Now that we know the length of the first piece, we can find the length of the second piece by subtracting it from the total length.
So, the length of the second piece is 20 - 10.5 = 9.5 ft.
Voilà! We have the lengths of the two pieces. The first piece is 10.5 ft long, and the second piece is 9.5 ft long.
Let's assume the length of the first piece is x ft. Since the entire wire is 20 ft long, the length of the second piece would be 20 - x ft.
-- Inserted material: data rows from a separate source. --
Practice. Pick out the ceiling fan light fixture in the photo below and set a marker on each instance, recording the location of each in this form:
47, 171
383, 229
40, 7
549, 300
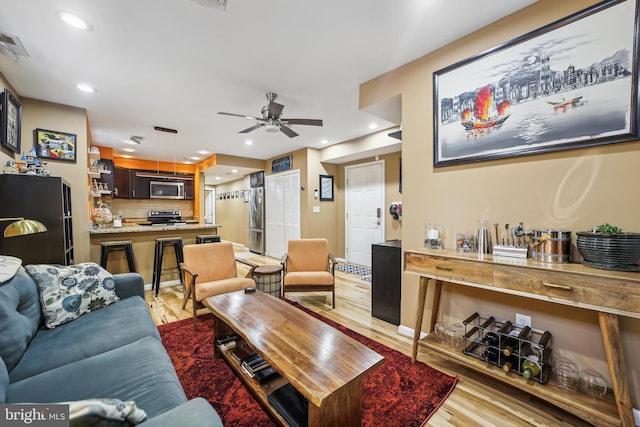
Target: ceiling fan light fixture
271, 128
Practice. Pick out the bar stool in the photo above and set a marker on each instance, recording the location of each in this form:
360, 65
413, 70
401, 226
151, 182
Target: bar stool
161, 244
107, 247
207, 238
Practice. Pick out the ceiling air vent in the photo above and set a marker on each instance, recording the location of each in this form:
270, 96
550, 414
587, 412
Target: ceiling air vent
12, 46
212, 4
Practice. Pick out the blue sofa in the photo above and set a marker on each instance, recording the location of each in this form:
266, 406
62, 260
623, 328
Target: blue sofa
115, 352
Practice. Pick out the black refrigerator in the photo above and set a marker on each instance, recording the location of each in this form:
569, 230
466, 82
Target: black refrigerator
256, 213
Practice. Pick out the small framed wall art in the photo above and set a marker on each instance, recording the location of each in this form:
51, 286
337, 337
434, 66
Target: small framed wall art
10, 121
326, 188
54, 145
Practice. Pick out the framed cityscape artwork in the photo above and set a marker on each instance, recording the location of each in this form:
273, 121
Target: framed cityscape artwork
570, 84
10, 121
55, 145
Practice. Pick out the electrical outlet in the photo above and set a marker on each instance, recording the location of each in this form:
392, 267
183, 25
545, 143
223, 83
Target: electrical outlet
523, 320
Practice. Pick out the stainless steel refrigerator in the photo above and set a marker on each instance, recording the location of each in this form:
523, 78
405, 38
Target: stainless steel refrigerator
256, 220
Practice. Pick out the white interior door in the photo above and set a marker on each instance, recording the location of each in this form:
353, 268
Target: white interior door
364, 209
282, 197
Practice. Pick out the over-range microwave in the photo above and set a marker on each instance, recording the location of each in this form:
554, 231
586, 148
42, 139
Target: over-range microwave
166, 190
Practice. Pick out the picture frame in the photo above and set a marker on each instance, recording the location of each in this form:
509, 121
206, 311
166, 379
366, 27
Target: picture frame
56, 145
10, 121
567, 85
282, 164
326, 188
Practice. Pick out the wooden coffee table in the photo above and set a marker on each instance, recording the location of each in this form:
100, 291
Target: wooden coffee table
322, 363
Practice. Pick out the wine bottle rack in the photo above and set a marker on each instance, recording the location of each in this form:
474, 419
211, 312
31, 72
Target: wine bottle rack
523, 344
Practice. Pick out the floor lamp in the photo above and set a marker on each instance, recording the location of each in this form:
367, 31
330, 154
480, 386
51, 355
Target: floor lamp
21, 227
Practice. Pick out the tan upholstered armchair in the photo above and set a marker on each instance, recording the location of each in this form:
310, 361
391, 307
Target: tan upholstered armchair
309, 267
210, 269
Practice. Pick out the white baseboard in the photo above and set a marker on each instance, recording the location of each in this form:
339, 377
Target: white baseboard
408, 332
149, 286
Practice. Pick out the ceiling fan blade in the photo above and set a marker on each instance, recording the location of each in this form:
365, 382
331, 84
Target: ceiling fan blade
309, 122
242, 115
247, 130
288, 131
275, 110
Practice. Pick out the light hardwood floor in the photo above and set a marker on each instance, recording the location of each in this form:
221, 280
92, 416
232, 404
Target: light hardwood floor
476, 400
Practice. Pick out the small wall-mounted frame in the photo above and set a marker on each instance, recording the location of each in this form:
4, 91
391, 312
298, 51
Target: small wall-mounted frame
10, 121
54, 145
326, 188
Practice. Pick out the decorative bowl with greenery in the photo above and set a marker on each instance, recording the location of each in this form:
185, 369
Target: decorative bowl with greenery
609, 248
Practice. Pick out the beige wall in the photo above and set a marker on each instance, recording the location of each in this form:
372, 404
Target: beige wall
569, 190
45, 115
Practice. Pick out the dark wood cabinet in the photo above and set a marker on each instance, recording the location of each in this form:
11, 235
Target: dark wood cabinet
45, 199
386, 276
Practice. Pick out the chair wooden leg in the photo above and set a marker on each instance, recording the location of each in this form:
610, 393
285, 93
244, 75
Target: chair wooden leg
195, 313
186, 294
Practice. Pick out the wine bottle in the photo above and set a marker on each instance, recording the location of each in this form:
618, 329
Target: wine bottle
492, 355
509, 363
492, 338
530, 368
514, 339
537, 349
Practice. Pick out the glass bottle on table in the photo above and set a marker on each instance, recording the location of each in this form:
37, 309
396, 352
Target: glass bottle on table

According to the given condition, the sum of the squares of the length of each piece is 202 sq ft:
x^2 + (20 - x)^2 = 202
Expanding the equation:
x^2 + 400 - 40x + x^2 = 202
Combining like terms:
2x^2 - 40x + 200 = 202
Rearranging the equation:
2x^2 - 40x + 200 - 202 = 0
2x^2 - 40x - 2 = 0
Dividing through by 2:
x^2 - 20x - 1 = 0
Now we can solve this quadratic equation using the quadratic formula: x = (-b ± √(b^2 - 4ac)) / (2a).
In this case, a = 1, b = -20, and c = -1. Substituting these values into the formula:
x = (-(-20) ± √((-20)^2 - 4(1)(-1))) / (2(1))
Simplifying:
x = (20 ± √(400 + 4)) / 2
x = (20 ± √404) / 2
x = (20 ± √(4 * 101)) / 2
x = (20 ± 2√101) / 2
x = 10 ± √101
Therefore, the possible lengths of the first piece are:
x = 10 + √101
x = 10 - √101
And the corresponding lengths of the second piece are:
20 - x
So, the two possible sets of lengths for the pieces are:
1) First piece: 10 + √101 ft, Second piece: 20 - (10 + √101) ft
2) First piece: 10 - √101 ft, Second piece: 20 - (10 - √101) ft
To solve this problem, let's assume the length of the first piece of wire is x ft.
According to the problem, the total length of the wire is 20 ft, so we can write the equation:
x + (20 - x) = 20
Simplifying the equation, we get:
2x = 20
Dividing both sides by 2, we find:
x = 10
Now, we need to find the length of each piece by substituting the value of x into the equation:
Length of the first piece = x = 10 ft
Length of the second piece = 20 - x = 20 - 10 = 10 ft
Thus, each piece of wire has a length of 10 ft.